Mitologia das Mitologias

Mesmo durante o sucesso e a concepção de O Hobbit e O Senhor dos Anéis, Tolkien nunca parou de trabalhar n’O Silmarillion. Extremamente perfeccionista e detalhista, o Professor escreveu várias versões de uma mesma história, por exemplo, e raramente decidia-se por uma versão final.

Sendo um acadêmico, Tolkien tratava seu trabalho de maneira analítica e, às vezes, até mesmo um pouco distante. Ele escreveu estudos sobre sua própria obra, em que analisava aspectos como a origem dos orcs (cuja versão definitiva ele mesmo – Tolkien – nunca decidiu) ou a discussão do crescimento de Sauron na Segunda Era do Sol, em proporção a Melkor/Morgoth na Primeira Era.

Era por meio desse tipo de comportamento que J.R.R. Tolkien dava consistência à sua criação – ou subcriação, como ele denominava o ofício dos escritores de fantasia. Em não poucas vezes, o escritor foi confrontado com a questão de se Arda seria a própria Terra, mas em outra época. Tolkien afirmava, como toda boa mente inventiva, que não: “Mas em uma fase diferente de imaginação, sim”, afirmou à BBC em uma entrevista de 1971.

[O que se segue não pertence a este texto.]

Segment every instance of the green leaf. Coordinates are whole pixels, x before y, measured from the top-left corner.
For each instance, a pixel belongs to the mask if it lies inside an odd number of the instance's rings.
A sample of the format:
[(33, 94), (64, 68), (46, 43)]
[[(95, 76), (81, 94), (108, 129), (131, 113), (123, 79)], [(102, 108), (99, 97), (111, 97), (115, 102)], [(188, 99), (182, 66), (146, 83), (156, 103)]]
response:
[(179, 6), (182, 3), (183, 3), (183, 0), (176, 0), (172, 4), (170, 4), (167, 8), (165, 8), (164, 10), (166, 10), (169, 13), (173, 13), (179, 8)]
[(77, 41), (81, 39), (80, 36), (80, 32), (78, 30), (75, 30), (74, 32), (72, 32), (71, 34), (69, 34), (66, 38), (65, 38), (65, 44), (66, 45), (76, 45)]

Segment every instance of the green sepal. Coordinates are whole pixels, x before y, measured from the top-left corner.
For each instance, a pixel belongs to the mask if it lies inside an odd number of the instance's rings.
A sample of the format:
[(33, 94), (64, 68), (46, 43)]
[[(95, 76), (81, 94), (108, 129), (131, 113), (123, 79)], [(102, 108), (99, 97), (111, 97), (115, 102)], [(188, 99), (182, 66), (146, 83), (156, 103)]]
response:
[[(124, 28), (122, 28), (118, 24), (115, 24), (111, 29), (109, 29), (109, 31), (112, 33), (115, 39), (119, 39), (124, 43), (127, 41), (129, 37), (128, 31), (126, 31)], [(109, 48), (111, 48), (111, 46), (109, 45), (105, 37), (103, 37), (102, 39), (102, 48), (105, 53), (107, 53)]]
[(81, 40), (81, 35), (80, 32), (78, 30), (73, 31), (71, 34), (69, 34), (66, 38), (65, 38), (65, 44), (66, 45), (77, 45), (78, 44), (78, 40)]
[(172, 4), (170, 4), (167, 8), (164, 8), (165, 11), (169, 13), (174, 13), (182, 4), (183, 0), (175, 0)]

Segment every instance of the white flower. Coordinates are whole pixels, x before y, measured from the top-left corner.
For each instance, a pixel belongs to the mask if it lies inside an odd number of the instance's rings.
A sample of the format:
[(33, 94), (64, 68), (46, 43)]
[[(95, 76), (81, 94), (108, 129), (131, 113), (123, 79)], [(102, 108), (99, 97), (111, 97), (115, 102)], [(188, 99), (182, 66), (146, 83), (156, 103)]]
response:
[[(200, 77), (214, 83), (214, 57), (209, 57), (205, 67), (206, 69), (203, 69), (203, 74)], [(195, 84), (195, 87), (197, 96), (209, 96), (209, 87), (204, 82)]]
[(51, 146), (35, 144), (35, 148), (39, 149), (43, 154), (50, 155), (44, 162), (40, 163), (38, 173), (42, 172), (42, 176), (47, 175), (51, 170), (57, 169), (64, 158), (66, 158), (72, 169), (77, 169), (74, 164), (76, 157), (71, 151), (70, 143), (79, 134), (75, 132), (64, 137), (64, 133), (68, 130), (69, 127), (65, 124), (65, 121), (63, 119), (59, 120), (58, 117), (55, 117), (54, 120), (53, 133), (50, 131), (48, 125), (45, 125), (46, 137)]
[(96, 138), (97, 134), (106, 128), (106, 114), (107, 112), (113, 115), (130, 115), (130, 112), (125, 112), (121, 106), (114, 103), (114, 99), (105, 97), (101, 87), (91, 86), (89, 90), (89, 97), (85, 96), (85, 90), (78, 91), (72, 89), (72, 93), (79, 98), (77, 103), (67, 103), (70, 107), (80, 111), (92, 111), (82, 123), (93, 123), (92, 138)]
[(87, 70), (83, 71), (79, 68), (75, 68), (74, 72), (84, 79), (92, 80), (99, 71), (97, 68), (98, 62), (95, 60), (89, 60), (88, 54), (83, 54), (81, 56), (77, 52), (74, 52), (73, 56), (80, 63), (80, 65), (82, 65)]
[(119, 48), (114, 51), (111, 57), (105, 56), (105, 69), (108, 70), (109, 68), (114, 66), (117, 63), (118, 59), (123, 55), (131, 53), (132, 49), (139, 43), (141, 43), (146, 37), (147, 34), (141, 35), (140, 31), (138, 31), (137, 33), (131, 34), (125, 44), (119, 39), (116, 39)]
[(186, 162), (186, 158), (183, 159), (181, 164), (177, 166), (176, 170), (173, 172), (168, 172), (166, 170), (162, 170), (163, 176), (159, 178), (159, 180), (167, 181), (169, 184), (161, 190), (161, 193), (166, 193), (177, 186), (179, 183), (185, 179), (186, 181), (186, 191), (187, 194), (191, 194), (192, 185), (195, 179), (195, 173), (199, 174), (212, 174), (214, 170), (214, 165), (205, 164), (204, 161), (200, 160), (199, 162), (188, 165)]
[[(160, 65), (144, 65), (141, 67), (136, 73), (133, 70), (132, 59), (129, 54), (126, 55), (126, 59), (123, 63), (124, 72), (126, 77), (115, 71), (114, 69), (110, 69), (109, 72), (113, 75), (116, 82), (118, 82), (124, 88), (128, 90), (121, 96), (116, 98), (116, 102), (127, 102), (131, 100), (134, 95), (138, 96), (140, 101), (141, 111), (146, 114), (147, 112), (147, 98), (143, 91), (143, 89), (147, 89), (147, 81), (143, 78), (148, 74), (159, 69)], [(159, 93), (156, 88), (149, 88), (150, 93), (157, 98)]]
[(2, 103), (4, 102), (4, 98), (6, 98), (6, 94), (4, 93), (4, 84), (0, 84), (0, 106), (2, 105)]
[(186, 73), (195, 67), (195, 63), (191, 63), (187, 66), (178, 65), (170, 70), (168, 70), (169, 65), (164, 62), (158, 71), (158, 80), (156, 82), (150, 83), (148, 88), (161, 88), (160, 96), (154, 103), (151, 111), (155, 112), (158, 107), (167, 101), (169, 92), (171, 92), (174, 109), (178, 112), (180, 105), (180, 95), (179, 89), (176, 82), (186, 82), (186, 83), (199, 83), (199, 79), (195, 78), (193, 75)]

Essa “fase diferente de imaginação” seria, nada menos, que o conceito que Tolkien queria empregar em sua obra de uma mitologia das mitologias. Isso quer dizer que os acontecimentos narrados em sua obra poderiam ser um grande apanhado de inspiração das mitologias da própria Terra, o mundo real em que vivemos. O resultado é uma imensa homenagem à psique e imaginação da humanidade, assim como a complexidade do pensamento filosófico e filológico do ser humano. Uma via dupla, inclusive, já que, para os mais românticos, é possível imaginar Arda e sua mitologia como o tempo ou era imaginativa que deu origem a todas as mitologias subsequentes.

Legado

Tolkien faleceu antes de conseguir lançar o Silmarillion ou completar todas as nuances de sua obra maior, que é justamente o que está às voltas da celebridade O Senhor dos Anéis. Para não deixar os fãs na mão, Tolkien deixou seu filho Christopher (que, entre outras coisas, é o autor do mapa da Terra-média) como editor póstumo. A Christopher, coube o trabalho de compilar todo o extenso material que o pai produzira durante a vida toda e publicar, de forma lógica e bem enredada, O Silmarillion.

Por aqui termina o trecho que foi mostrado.